Por Carlos Novoa Shuña
Una de las principales acusaciones que soportó George W. Bush durante sus ocho años de mandato fue su desconocimiento sobre la realidad en el Medio Oriente. Los atentados del 11 de setiembre del 2001 marcaron un punto de inflexión en la política de seguridad de Estados Unidos. La estrategia diseñada desde el Departamento de Defensa marcó la pauta de lo que serían las guerras en Afganistán e Iraq, en los años 2001 y 2003. A ello, el conflicto israelí-palestino suma otro componente importante en la visión de la política exterior del Gobierno de Estados Unidos.
Es en este contexto que el Medio Oriente ha cobrado particular importancia en estas elecciones. De hecho, en los debates entre el demócrata Barack Obama y el republicano John McCain la polémica sobre qué hacer con Iraq, Irán o con los palestinos fue motivo de discusiones antagónicas.
¿Qué cambiará en la política de EE.UU. en torno al Medio Oriente si Barack Obama triunfa? Lo primero será definir lo que se hará con Iraq, aquella aventura malhadada que el electorado estadounidense exige terminar. Obama ya ha dicho que de ganar ordenaría el retiro en 16 meses de Iraq, pero reforzaría la presencia militar en Afganistán.

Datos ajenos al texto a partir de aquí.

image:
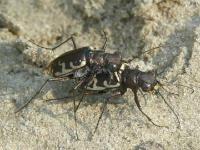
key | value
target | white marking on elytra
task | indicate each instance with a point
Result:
(95, 87)
(123, 67)
(105, 84)
(83, 63)
(117, 76)
(64, 70)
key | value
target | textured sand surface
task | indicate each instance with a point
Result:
(132, 27)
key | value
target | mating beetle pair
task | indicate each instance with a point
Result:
(99, 72)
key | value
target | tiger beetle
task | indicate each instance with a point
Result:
(99, 72)
(80, 62)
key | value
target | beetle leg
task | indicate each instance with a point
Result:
(105, 42)
(139, 107)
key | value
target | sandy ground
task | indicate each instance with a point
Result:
(132, 27)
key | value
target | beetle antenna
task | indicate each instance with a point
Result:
(55, 47)
(105, 42)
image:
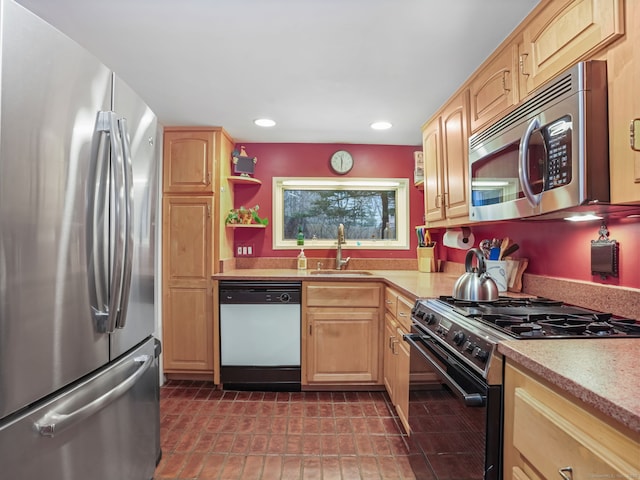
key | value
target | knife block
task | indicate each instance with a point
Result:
(427, 259)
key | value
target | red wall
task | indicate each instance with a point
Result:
(559, 248)
(312, 160)
(556, 248)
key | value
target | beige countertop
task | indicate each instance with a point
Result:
(412, 283)
(604, 373)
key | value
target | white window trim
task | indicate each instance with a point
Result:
(401, 185)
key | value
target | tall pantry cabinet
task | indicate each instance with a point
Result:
(194, 241)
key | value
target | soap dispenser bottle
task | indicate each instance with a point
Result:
(302, 260)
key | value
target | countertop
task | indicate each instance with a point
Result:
(601, 372)
(411, 283)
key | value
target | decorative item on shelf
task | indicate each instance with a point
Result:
(604, 254)
(243, 164)
(245, 216)
(300, 236)
(418, 172)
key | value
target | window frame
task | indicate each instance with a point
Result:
(399, 185)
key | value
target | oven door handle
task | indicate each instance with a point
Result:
(470, 399)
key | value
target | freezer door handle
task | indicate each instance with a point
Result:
(108, 315)
(128, 223)
(97, 227)
(56, 421)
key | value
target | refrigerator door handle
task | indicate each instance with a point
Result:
(97, 231)
(54, 422)
(110, 125)
(128, 221)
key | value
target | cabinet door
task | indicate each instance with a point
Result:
(574, 436)
(433, 197)
(189, 161)
(494, 88)
(455, 154)
(342, 345)
(564, 32)
(187, 238)
(389, 365)
(187, 337)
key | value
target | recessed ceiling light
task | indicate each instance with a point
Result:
(264, 122)
(583, 218)
(381, 125)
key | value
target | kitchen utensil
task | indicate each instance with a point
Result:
(506, 241)
(485, 246)
(494, 253)
(509, 250)
(475, 285)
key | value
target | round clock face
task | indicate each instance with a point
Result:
(341, 162)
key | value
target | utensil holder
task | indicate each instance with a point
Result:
(427, 259)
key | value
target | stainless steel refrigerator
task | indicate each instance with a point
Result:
(79, 154)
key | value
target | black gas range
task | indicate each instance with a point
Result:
(472, 330)
(458, 341)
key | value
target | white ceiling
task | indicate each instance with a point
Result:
(323, 69)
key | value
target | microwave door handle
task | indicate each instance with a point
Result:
(523, 160)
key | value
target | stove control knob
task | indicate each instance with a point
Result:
(458, 337)
(480, 354)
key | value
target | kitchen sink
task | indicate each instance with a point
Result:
(342, 273)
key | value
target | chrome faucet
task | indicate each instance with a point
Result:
(340, 262)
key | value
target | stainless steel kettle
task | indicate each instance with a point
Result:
(475, 285)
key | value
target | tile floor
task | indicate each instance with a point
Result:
(213, 434)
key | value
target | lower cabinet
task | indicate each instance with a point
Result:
(188, 330)
(547, 435)
(397, 365)
(341, 333)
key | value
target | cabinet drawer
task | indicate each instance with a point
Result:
(390, 300)
(343, 294)
(550, 442)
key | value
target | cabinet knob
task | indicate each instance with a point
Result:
(566, 473)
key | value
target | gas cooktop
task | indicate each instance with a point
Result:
(543, 318)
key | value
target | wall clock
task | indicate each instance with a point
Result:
(341, 162)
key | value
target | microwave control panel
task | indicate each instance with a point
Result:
(558, 139)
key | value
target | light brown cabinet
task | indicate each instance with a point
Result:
(341, 325)
(196, 164)
(189, 161)
(446, 160)
(548, 434)
(397, 353)
(562, 33)
(623, 62)
(187, 268)
(494, 88)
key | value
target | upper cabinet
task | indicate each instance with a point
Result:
(562, 33)
(446, 160)
(623, 62)
(494, 88)
(189, 161)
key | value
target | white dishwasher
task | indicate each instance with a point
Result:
(260, 335)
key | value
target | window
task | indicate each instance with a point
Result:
(375, 213)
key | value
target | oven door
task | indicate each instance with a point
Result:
(471, 388)
(459, 432)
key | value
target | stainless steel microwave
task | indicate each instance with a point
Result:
(549, 154)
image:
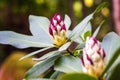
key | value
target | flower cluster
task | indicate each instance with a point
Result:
(57, 30)
(93, 58)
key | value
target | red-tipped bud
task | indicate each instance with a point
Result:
(57, 30)
(93, 58)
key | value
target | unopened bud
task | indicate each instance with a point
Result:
(93, 58)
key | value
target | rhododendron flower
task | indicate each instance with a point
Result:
(40, 28)
(93, 58)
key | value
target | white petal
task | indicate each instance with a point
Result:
(39, 27)
(21, 41)
(67, 21)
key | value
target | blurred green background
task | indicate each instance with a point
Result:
(14, 16)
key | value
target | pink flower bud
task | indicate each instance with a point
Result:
(57, 30)
(93, 58)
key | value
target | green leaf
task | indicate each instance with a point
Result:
(33, 53)
(86, 34)
(80, 45)
(111, 46)
(79, 29)
(55, 75)
(76, 76)
(104, 4)
(39, 25)
(68, 64)
(65, 46)
(22, 41)
(114, 73)
(42, 66)
(67, 21)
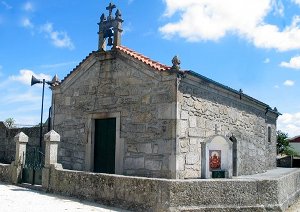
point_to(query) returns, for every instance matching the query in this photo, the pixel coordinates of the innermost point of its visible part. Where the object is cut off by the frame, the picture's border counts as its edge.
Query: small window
(269, 134)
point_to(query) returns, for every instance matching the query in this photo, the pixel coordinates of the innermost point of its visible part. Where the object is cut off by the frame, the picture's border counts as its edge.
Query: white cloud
(278, 7)
(289, 83)
(130, 1)
(289, 123)
(58, 65)
(28, 6)
(214, 19)
(293, 63)
(6, 5)
(267, 60)
(25, 76)
(296, 2)
(25, 22)
(59, 38)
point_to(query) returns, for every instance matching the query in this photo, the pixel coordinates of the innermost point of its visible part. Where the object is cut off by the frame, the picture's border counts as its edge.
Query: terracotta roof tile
(158, 66)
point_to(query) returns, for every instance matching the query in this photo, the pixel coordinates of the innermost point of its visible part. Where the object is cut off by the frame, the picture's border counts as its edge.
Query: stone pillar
(51, 139)
(21, 140)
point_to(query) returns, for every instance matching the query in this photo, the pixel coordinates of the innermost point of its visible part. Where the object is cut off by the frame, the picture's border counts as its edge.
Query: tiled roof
(154, 64)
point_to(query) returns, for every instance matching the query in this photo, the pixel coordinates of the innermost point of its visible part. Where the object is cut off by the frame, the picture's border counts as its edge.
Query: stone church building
(121, 112)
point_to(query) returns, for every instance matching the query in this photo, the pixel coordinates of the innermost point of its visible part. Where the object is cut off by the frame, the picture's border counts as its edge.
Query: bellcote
(110, 28)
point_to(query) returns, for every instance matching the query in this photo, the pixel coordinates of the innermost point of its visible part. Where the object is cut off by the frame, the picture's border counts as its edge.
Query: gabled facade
(121, 112)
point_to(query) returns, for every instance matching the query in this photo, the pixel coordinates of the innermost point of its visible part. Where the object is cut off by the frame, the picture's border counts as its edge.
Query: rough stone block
(193, 121)
(180, 162)
(184, 115)
(196, 132)
(146, 148)
(192, 158)
(134, 163)
(166, 111)
(153, 165)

Un tema pasa por el enfrentamiento contra los fundamentalistas musulmanes que tienen su máxima expresión en el terrorismo de Al Qaeda. Este es, precisamente, el foco de atención al que apuntan las fuerzas de EE.UU. El problema es que este enfoque ha ubicado a todo el mundo árabe en un mismo saco, sin deslindar responsabilidades y, por lo tanto, perdiendo la posibilidad de enfocar una estrategia antifundamentalista desde una perspectiva de acercamiento.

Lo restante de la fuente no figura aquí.